La rentrée littéraire : les mêmes et on recommence ! Amélie Nothomb, David Foenkinos, Fréderic Beigbeder, Olivier Adam. Retenez bien ces noms-là, ce sont les espoirs de la littérature des dix ans à venir. Ces livres, ces auteurs, bons ou mauvais, font le plat de résistance de tous les média. Comme s’il y avait les vedettes et le désert. Sans eux, point de salut. On aurait pu les citer l’année d’avant, voire celle d’avant, voire…
Qu’est ce qui cloche ? Ce ne sont même pas les impératifs commerciaux qui condamnent les maisons d’édition à tout miser sur une dizaine de chevaux ; rendons-nous à l’évidence. Si c’était le cas, la profession n’afficherait pas une baisse de chiffre d’affaires de 1,3% en 2013 (bien pire sans doute en 2014). Est-ce le fait d’une stratégie éditoriale inapte à détecter les nouveaux talents « bankable » ? Est-ce le marketing des « livres » qui n’a pas varié d’un pouce depuis la guerre ? Est-ce l’oubli par les acteurs de leur métier, celui de « découvreurs » et de « révélateurs de talents » ?
Sans doute un peu tout cela.
Mais c’est par-dessus tout leur conservatisme face à la révolution du numérique. Au lieu de les rendre créatives, les maisons d’édition se sont recroquevillées sur ce qu’elles croient être leurs valeurs sûres, s’agrippant à leurs chaloupes. Leur mot d’ordre : tenir les prix (le digital au prix du papier), réitérer les succès aveuglément pour rémunérer la chaine du livre. Cette chaine n’existe plus, les maillons lâchent les uns après les autres, au point que le rôle d’éditeur même est remis en question. Elles ont laissé partir l’autoédition qui fait les nouveaux choux gras de quelques gros éditeurs anglo-saxons (reconvertis pour l’occasion) : vente de services éditoriaux, aide à la publication et commission sur les ventes.
De l’autre côté, Amazon, encore lui, mais aussi Google, iBooks, Oyster, se vantent de mettre un coup d’arrêt au diktat de l’édition traditionnelle en faisant vivre des livres moins visibles, et ce au nom de la diversité culturelle. Le combat qui oppose aujourd’hui l’édition incarnée par Hachette Book et Amazon n’est pas un combat d’entreprise, c’est un enjeu de société.
Les deux sont trop gourmands. L’édition traditionnelle oligopolistique a tenu sous pression sa distribution jusqu’à maintenant pour intégrer et dominer l’ensemble des activités et faire sa loi.

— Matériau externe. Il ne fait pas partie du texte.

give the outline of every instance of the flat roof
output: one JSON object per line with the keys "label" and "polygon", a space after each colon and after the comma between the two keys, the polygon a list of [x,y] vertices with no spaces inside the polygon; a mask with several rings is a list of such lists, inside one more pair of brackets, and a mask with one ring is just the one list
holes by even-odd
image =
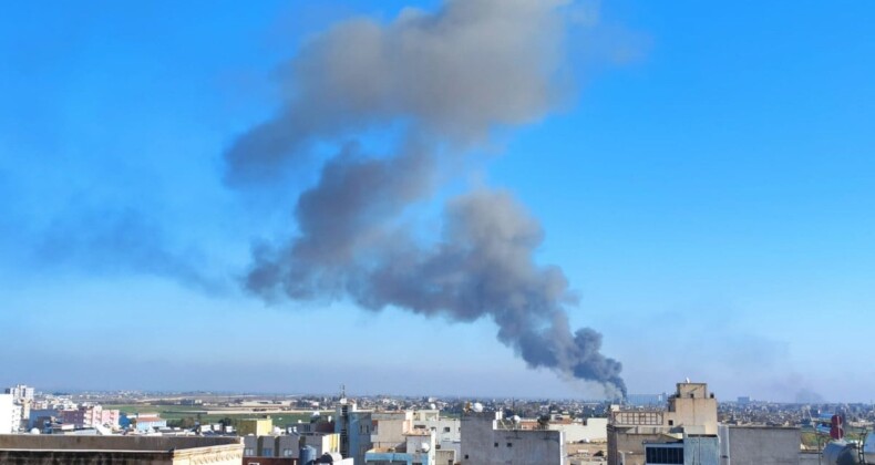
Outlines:
{"label": "flat roof", "polygon": [[60,434],[0,435],[0,451],[168,452],[187,448],[240,444],[240,438],[227,436],[68,436]]}

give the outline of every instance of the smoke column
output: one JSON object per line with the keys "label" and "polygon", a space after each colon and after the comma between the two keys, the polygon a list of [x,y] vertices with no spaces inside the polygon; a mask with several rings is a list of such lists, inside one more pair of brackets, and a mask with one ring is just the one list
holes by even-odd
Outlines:
{"label": "smoke column", "polygon": [[[576,301],[568,282],[559,268],[534,261],[543,230],[508,192],[450,199],[431,240],[402,219],[494,130],[555,106],[565,3],[450,0],[389,23],[340,22],[306,42],[282,66],[285,101],[275,117],[225,154],[226,182],[246,188],[306,166],[316,144],[340,148],[299,196],[295,235],[255,249],[247,289],[453,321],[486,317],[529,366],[625,394],[620,363],[600,353],[601,335],[569,327],[565,308]],[[364,153],[356,137],[381,130],[399,134],[395,148]]]}

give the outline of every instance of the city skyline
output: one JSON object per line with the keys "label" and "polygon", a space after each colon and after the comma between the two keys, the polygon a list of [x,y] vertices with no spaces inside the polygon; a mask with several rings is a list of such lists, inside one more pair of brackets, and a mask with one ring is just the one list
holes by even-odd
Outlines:
{"label": "city skyline", "polygon": [[[229,147],[282,107],[284,64],[343,21],[443,2],[53,6],[0,19],[0,383],[601,393],[526,368],[490,317],[240,285],[342,145],[228,185]],[[402,220],[428,238],[446,198],[512,193],[543,230],[537,266],[579,297],[570,327],[603,334],[630,393],[690,378],[723,400],[869,402],[875,6],[556,8],[560,102],[488,127]],[[384,151],[398,131],[357,136]]]}

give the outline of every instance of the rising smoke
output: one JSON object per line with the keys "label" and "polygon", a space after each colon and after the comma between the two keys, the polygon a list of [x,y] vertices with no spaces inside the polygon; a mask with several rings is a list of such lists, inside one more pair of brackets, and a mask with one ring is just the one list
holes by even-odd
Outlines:
{"label": "rising smoke", "polygon": [[[599,352],[601,335],[570,329],[568,282],[559,268],[535,264],[542,228],[509,193],[451,199],[436,240],[401,220],[433,198],[461,154],[555,106],[565,3],[450,0],[385,24],[344,21],[303,44],[282,69],[281,110],[233,144],[226,179],[245,187],[303,166],[315,144],[342,148],[298,198],[294,238],[256,249],[247,288],[454,321],[488,317],[529,366],[625,393],[620,363]],[[356,136],[380,130],[400,133],[397,149],[366,154]]]}

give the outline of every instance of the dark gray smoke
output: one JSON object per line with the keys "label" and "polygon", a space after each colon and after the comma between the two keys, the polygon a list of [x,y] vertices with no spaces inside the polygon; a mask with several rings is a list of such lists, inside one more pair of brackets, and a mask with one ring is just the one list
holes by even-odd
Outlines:
{"label": "dark gray smoke", "polygon": [[[302,166],[317,143],[342,148],[300,195],[294,238],[256,249],[247,288],[455,321],[488,317],[529,366],[625,393],[620,363],[599,352],[601,335],[570,329],[568,282],[559,268],[535,264],[543,231],[513,196],[477,189],[450,200],[436,240],[402,220],[434,196],[447,165],[464,165],[460,154],[554,106],[563,3],[454,0],[388,24],[347,21],[303,45],[284,68],[277,116],[227,152],[227,179],[241,186]],[[393,153],[347,143],[381,128],[400,133]]]}

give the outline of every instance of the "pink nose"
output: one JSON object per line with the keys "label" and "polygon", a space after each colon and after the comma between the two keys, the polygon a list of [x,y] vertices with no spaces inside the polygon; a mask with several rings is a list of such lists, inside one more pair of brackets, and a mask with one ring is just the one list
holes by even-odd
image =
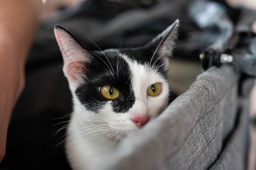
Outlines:
{"label": "pink nose", "polygon": [[135,124],[141,128],[144,126],[150,119],[148,116],[133,116],[130,118]]}

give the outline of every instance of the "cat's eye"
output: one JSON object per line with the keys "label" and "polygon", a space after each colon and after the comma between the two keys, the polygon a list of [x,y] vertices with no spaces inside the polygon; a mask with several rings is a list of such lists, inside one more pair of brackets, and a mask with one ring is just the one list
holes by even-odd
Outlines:
{"label": "cat's eye", "polygon": [[156,97],[159,95],[162,91],[162,85],[160,83],[155,83],[147,89],[147,94],[151,97]]}
{"label": "cat's eye", "polygon": [[117,88],[108,85],[100,87],[100,93],[108,100],[115,99],[119,96],[119,91]]}

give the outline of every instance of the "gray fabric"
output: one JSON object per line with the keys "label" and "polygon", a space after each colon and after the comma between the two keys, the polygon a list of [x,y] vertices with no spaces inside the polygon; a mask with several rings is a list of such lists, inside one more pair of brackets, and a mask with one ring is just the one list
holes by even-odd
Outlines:
{"label": "gray fabric", "polygon": [[244,152],[236,152],[246,142],[240,139],[244,121],[235,124],[238,80],[229,66],[199,75],[158,118],[125,138],[103,169],[244,169]]}

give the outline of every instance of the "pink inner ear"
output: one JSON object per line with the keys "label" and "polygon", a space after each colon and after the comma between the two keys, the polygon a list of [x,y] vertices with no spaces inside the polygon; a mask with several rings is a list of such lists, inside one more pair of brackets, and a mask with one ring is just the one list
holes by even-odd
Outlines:
{"label": "pink inner ear", "polygon": [[70,81],[76,83],[81,81],[83,74],[87,73],[85,65],[86,62],[75,61],[64,65],[64,70]]}

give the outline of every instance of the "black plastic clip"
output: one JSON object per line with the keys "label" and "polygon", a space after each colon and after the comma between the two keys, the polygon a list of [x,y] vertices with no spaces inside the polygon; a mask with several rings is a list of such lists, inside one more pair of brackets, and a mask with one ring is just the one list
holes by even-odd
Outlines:
{"label": "black plastic clip", "polygon": [[222,64],[233,62],[233,56],[227,53],[221,53],[214,50],[205,50],[199,55],[203,70],[212,66],[220,67]]}

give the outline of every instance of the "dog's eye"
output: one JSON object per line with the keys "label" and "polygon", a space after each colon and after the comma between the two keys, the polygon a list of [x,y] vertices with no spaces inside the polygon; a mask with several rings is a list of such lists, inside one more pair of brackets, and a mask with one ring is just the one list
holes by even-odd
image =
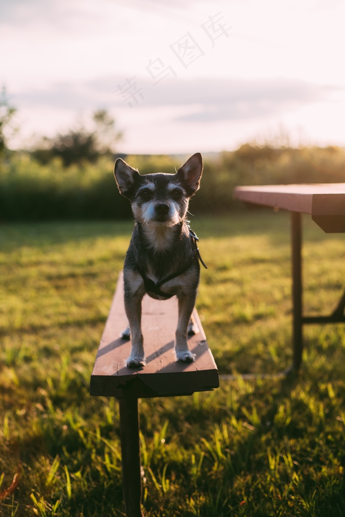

Les diffuseurs d’aujourd’hui, Amazon entre autres, organisent le marché à leur profit. La suprématie dans la distribution leur fait remonter la filière. Ils veulent concentrer verticalement la profession et devenir éditeur, en toute simplicité.
C’est une course de vitesse qui s’amorce maintenant. D’un coté, Amazon perd de l’argent (126 millions de dollars au deuxième trimestre, et un troisième trimestre qui s’annonce mal) ; de l’autre, des chaines de librairies Goliath, comme « Borders », qui mordent la poussière en se mettant sous le régime des faillites. Mais qui nous propose le bon modèle ? Et que préfère-t-on ? La monolithique Amélie Nothomb pour la rentrée, ou 650 000 livres proposés par Kindle Unlimited pour 9, 90 $ ? C’est peut être injuste mais nous, lecteurs, sommes perdus.